Github Webhook -> Cloud Function -> BigQuery

I have recently needed to watch and track various activities on specific github repos i’m working on, however the rest api from Gtihub can sometimes be a bit limited (for example, best i could see, if you want to get the most recent list of people who began watching your repo you need to make a lot of paginated api calls and do battle with rate limiting 💩).

This is where Github Webhooks can be a very useful alternative way to trigger certain events of interest to some endpoint where you can then handle the data as you need. The use case i was interested in was triggering an event any time someone starred, unstarred, watched or forked a specific repository. I wanted to then store that info in a table in Google BigQuery where it can be used to track repository activity over time for various reasons you might want (outreach to the community around the repository, or just tracking growth over time).

After the usual few hours of googling around i landed upon the idea of having the webhook for Github send events to a Google Cloud Function, from there my cloud function can process and append the data onto a BigQuery table. To make developing and maintaining the cloud function easy i used Serverless and built on this example in particular.
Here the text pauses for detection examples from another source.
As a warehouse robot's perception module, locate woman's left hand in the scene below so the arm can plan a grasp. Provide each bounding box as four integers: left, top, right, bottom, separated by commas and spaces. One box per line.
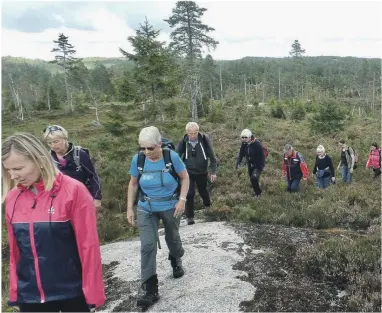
174, 200, 185, 218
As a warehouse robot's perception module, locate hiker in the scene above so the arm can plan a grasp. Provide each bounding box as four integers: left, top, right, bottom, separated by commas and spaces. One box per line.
1, 133, 105, 312
313, 145, 336, 189
366, 142, 382, 178
337, 139, 355, 184
43, 125, 102, 212
282, 144, 309, 193
127, 126, 189, 307
176, 122, 217, 225
236, 129, 265, 197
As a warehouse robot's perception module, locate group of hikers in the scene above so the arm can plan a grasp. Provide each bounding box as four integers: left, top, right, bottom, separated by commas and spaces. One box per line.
2, 122, 381, 312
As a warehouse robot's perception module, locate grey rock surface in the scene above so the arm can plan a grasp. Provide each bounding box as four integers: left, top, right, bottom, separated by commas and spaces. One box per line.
101, 221, 263, 312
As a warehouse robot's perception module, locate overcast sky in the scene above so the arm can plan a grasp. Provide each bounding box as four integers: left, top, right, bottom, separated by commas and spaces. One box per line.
1, 0, 382, 60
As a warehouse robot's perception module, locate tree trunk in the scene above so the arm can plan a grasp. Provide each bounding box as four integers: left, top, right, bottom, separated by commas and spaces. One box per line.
219, 67, 223, 101
46, 87, 50, 111
279, 68, 281, 101
64, 53, 73, 112
85, 83, 100, 124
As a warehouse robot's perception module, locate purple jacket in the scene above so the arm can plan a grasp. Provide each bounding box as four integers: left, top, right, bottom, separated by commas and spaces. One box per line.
50, 142, 102, 200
p.s. i also found this repository very useful as well as this one from Bloomberg. Also i think you could maybe get something similar done without any code using something like Zapier (although i don’t think they have all the Github Webhook events available).

p.p.s all the code is in this repo.

Step 1 – Serverless

We start by leveraging this Serverless example to create the bare bones structure for our cloud function.

In a folder where we want the code to live we run the below to install Serverless if needed, and pull down the google-python-simple-http-endpoint template and save it into a new Serverless project called handle-github-events.

The approach i am taking also depends on using a .env file to handle secrets and enviornmental variables so we also need to install the serverless-dotenv-plugin, and run npm install for everything else we need.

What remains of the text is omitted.